にらみ合いが、またしても両軍総出の騒ぎに発展した。米メディア「ラリー・ブラウン・スポーツ」は23日(日本時間24日)、フェンウェイ・パークで行われたレッドソックス―ツインズ戦で、ウィルソン・コントレラス内野手(34)が本塁上のクロスプレーをきっかけに、両軍ベンチが飛び出す騒ぎを招いたシーンをクローズアップ。勝敗とは別の危うさで、東海岸の名門がざわついた。

クロスプレーで両軍総出の騒ぎに(ロイター)
クロスプレーで両軍総出の騒ぎに(ロイター)

 場面はレッドソックスが0―2で追う4回。セダン・ラファエラ外野手(25)の右翼線二塁打で二走が生還し、さらに一塁から一気に本塁を狙ったコントレラスは、ツインズのビクター・カラティーニ捕手(32)と正面から衝突した。送球は先に返っており、判定は本塁憤死。コントレラスは直後に両手を上げ、悪意がなかったことを示すようにベンチ方向へ戻ったが、カラティーニは納得しなかった。言葉をぶつけ合う形となり、両軍の選手が一斉にベンチを飛び出した。

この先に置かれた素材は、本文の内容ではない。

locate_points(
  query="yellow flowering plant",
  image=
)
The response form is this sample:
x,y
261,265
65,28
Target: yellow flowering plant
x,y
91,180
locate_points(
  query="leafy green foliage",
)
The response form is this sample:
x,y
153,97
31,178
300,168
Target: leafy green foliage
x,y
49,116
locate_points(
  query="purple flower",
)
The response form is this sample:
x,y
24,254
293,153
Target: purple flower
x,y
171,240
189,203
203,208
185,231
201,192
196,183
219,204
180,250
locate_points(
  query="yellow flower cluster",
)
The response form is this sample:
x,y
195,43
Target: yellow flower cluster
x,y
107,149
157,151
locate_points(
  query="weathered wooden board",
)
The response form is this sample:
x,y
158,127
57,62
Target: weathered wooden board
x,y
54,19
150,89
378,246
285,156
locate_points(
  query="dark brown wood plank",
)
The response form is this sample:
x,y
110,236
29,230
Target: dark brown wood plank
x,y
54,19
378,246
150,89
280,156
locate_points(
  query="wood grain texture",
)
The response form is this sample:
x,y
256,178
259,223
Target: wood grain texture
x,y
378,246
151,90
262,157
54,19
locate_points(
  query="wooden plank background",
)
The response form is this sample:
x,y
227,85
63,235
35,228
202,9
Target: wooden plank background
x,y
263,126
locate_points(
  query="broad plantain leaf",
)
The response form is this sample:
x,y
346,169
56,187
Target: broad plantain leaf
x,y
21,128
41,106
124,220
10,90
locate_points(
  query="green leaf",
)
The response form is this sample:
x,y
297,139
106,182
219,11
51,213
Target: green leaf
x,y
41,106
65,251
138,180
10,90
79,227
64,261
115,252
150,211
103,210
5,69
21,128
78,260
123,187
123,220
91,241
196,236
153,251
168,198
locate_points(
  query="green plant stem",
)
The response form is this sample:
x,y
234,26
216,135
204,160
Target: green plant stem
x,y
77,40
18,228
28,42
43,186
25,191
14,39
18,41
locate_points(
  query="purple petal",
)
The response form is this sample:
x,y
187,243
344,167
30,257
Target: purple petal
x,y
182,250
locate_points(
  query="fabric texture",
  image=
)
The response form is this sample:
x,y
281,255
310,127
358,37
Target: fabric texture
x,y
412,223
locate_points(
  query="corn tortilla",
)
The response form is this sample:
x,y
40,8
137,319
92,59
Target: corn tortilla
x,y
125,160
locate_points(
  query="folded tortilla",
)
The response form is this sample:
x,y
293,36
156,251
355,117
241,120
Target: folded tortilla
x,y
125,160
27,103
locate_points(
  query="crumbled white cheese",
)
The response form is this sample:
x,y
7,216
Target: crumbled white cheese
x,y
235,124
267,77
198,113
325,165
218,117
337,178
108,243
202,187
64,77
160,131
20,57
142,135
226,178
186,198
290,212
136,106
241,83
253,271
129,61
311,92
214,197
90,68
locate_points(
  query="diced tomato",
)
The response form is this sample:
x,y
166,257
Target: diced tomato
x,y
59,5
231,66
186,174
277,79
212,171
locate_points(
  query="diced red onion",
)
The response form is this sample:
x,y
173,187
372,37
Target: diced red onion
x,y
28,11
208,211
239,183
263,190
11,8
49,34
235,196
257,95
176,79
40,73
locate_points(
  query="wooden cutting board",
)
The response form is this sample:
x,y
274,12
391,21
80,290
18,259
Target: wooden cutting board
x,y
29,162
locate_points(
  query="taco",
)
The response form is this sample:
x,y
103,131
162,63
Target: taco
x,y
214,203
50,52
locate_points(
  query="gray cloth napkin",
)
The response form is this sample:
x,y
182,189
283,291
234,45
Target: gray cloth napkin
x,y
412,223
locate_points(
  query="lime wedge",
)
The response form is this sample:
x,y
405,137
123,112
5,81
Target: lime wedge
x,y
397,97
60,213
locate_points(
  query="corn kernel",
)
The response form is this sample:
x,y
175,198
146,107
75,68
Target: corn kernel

 幸い、殴り合いには発展しなかった。今回の走塁に違法性があったとは見られておらず、同メディアも「本塁に触れようとしていただけ」との見方を示している。

 ただ、コントレラスの「名前」が事態をややこしくした。カージナルス時代の2025年7月25日(同26日)にはパドレス戦でニック・ピベッタ投手(33)から死球を受け、怒りをあらわにして両軍ベンチが飛び出す騒ぎを招いた。同年8月25日(同26日)のパイレーツ戦でも判定に激高し、退場後にヘルメットやバットを投げる騒動を起こしている。

 つまり今回の本塁衝突は、映像だけを切り取れば不可抗力に近い。それでも相手側から見れば「あのコントレラスなら」という先入観が働く。あの〝問題児〟が滑り込まずに突っ込んできた――。その瞬間、カラティーニ側に「意図的ではないのか」という疑念が生まれても不思議ではなかった。

 騒ぎの輪には、ベンチスタートだった吉田正尚外野手(32)の姿もあった。出場機会を待つ立場でも、チームメートを守る空気には即座に反応した格好だ。試合はレッドソックスが2―4で敗れ、22勝29敗でア・リーグ東地区4位と苦しい。勝てない空気の中で、コントレラスが持ち込んだ熱量は武器にもなるが、同時に火薬庫にもなる。吉田も巻き込んだ一触即発の場面は、低迷する名門の危うさをそのまま映していた。